Nahri groaned. “The infirmary is going to be so busy.” The djinn took merrymaking seriously and the risks of overindulgence far less. “Do you think your father will be back by then?” Kaveh had left recently to visit the Pramukhs’ ancestral estate in Zariaspa, ranting about a union dispute among his herb growers and a particularly pernicious plague of ravenous frogs that had besieged their silver-mint plants.
“Most certainly,” Jamshid replied. “He’ll be back to help the king with the final preparations.”

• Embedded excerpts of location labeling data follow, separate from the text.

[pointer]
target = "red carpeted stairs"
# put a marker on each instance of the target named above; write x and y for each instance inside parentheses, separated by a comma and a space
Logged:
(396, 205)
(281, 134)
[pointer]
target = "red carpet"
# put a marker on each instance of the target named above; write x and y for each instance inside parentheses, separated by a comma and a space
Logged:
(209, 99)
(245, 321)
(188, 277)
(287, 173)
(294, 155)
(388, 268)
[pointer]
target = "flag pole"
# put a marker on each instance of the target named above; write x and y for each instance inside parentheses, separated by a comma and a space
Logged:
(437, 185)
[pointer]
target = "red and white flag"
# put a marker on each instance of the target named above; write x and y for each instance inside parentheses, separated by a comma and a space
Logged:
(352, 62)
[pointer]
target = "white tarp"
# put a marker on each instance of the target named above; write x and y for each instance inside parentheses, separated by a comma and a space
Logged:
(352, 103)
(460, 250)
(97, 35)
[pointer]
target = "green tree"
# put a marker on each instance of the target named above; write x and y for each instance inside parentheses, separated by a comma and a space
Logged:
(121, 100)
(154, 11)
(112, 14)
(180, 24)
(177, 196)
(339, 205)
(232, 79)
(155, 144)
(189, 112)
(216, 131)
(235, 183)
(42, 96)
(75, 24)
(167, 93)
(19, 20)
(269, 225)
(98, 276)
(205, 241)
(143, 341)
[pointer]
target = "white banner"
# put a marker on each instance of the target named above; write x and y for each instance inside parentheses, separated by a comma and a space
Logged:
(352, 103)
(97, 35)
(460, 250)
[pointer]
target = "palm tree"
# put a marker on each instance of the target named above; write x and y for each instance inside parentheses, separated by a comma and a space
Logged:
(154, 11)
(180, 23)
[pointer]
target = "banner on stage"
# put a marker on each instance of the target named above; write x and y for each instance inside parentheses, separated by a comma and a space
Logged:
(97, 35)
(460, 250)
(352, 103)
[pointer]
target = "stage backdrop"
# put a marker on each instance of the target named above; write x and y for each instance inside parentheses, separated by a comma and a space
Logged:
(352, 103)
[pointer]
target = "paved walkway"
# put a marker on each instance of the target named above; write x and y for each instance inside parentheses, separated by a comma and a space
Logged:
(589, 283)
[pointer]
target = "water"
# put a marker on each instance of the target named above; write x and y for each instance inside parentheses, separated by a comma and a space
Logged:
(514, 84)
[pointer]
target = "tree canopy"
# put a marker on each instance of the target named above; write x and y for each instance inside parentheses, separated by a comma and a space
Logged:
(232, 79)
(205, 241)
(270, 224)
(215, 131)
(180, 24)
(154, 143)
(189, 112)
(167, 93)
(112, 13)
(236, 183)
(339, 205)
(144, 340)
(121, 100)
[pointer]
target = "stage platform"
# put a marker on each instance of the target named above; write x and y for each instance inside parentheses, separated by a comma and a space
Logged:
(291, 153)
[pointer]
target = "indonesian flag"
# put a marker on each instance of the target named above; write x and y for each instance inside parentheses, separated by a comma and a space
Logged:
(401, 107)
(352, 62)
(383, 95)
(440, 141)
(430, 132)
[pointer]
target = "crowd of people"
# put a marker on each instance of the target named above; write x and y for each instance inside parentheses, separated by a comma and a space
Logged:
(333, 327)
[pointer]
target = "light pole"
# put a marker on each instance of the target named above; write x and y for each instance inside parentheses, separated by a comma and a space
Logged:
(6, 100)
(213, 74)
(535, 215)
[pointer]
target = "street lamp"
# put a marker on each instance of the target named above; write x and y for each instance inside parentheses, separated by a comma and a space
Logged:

They kept walking, passing the enormous fire altar. It was beautiful, and Nahri always paused for a moment to admire it, even when she wasn’t conducting ceremonies. Central to the Daeva faith, the striking altars had persisted through the centuries and consisted of a basin of purified water with a brazierlike structure rising in its middle. Inside burned a fire of cedarwood, extinguished only upon a devotee’s death. The brazier was carefully swept of ash at dawn each day, marking the sun’s return, and the glass oil lamps that bobbed in the basin were relit to keep the water at a constant simmer.